My next question would be on an NCO. This is based on a simple sawtooth example I found for fixed freq output. If I feed the output to a sin and cos LUT I should be able to get my mixer values to quadrature split and remove carrier drift from the PRN. Does this code look correct? 

 

module NCOcarrier(sampleclk, NCOout, control); input sampleclk; input control; //how to apply control? + or - to IF output NCOout; //control 00 stay, 01 increase, 11 decrease chip rate reg signalOut = 32'd0; integer IF = 12000000; //set to center IF always @ (posedge sampleclk) begin if(control == 2'b01) begin rate = rate + 1; //how much to advance or retard end if(control == 2'b11) begin rate = rate - 1; end end always @ (posedge sampleclk) begin signalOut <= signalOut + IF * 64'h100000000 / 50000000; end assign NCOout = signalOut; //use signalOut as input value for LUT sin and cos endmodule  

How would I handle roll over of the 32 bit signalOut value? Seems like the value should be kept within 0-90degrees or equivelent to, so as to keep the LUT as small as possible. I'm going to have to think on that one a while.

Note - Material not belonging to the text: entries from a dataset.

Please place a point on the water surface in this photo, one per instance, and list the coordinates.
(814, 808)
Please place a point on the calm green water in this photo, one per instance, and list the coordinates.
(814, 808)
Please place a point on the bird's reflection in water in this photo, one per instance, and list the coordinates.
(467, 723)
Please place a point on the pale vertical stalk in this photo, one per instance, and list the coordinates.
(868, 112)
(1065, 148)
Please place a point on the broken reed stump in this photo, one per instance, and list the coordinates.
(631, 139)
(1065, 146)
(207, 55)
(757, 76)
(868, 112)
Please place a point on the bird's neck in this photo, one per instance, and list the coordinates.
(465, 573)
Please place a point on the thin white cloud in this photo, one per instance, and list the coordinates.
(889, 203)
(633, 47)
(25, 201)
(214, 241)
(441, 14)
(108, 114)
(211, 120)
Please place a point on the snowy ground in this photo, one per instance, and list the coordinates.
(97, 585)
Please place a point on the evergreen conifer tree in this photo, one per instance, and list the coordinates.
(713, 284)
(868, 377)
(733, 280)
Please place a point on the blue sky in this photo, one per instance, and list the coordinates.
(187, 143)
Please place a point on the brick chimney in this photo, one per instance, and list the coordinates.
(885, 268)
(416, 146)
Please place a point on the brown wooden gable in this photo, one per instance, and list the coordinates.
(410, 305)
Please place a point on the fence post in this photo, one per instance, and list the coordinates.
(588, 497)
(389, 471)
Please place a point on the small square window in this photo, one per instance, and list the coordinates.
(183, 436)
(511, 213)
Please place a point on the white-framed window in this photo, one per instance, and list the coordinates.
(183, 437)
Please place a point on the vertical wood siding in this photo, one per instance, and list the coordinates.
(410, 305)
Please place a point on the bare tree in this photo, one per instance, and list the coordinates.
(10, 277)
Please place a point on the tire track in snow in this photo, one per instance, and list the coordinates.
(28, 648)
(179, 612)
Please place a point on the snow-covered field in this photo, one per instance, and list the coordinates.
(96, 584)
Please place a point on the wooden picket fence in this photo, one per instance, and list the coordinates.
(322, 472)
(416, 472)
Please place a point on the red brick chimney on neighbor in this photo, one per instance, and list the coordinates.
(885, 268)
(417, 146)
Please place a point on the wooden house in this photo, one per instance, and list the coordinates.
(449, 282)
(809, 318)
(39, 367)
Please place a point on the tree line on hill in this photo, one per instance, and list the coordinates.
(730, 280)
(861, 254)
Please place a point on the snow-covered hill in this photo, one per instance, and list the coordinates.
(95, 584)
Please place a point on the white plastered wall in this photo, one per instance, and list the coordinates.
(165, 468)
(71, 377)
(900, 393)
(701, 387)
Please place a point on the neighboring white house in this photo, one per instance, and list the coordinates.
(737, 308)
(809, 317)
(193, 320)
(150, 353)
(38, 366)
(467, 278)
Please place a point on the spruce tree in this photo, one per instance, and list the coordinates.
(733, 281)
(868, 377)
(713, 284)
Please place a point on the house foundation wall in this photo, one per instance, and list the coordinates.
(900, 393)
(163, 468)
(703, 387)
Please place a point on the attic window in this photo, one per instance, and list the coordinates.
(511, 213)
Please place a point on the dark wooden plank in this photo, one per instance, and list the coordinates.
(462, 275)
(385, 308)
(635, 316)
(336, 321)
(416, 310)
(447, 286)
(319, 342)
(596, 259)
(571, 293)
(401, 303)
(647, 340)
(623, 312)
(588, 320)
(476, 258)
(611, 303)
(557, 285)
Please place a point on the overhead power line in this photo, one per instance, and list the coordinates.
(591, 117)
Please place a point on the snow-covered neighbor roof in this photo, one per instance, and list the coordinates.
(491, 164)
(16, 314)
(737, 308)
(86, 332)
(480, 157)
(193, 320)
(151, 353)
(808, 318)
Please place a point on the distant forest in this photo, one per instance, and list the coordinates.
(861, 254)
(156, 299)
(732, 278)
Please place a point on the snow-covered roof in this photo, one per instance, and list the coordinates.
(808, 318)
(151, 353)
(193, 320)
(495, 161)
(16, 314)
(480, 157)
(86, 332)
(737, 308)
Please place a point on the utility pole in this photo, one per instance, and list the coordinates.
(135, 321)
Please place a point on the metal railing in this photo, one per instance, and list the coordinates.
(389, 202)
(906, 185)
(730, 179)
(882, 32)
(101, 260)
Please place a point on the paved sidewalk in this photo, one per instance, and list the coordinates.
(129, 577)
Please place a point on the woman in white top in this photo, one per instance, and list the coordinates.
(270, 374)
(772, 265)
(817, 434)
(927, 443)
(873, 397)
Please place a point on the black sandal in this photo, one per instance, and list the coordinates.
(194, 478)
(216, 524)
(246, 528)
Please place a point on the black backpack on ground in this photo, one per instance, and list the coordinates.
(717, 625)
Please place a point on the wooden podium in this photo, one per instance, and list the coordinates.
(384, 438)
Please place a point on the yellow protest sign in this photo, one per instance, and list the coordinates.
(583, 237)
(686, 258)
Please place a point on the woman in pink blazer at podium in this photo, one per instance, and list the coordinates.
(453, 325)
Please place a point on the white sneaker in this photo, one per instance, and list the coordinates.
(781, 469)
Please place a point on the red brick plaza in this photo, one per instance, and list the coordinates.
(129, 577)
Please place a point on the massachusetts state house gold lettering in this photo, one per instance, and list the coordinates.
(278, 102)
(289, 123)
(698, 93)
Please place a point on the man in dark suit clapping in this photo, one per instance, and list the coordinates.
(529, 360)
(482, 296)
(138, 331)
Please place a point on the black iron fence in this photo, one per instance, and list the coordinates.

Of the first piece of code, its sensitivity list should not be edge triggered to model combinatorial logic. Make it "always @*". 

 

As of the NCO, 

- Both rate and signalOut are uninitialized. Keep in mind that registers are unknowns upon circuit power-up. All branches in the assignments have dependency on old content. Therefore, both registers cannot get meaningful value. You need to find a way to reset or load the registers 

- rate should use <= in assignment 

- The module has only one output, NCOout. Not sure why the rate and control need to be there. They cannot affect NCOout in any way. 

 

About the truncation of NCOout, it depends how many LUT entries you can afford, effectively the trigo's resolution. You can't be having 2^32 entries. Why not reduce the width of signalOut?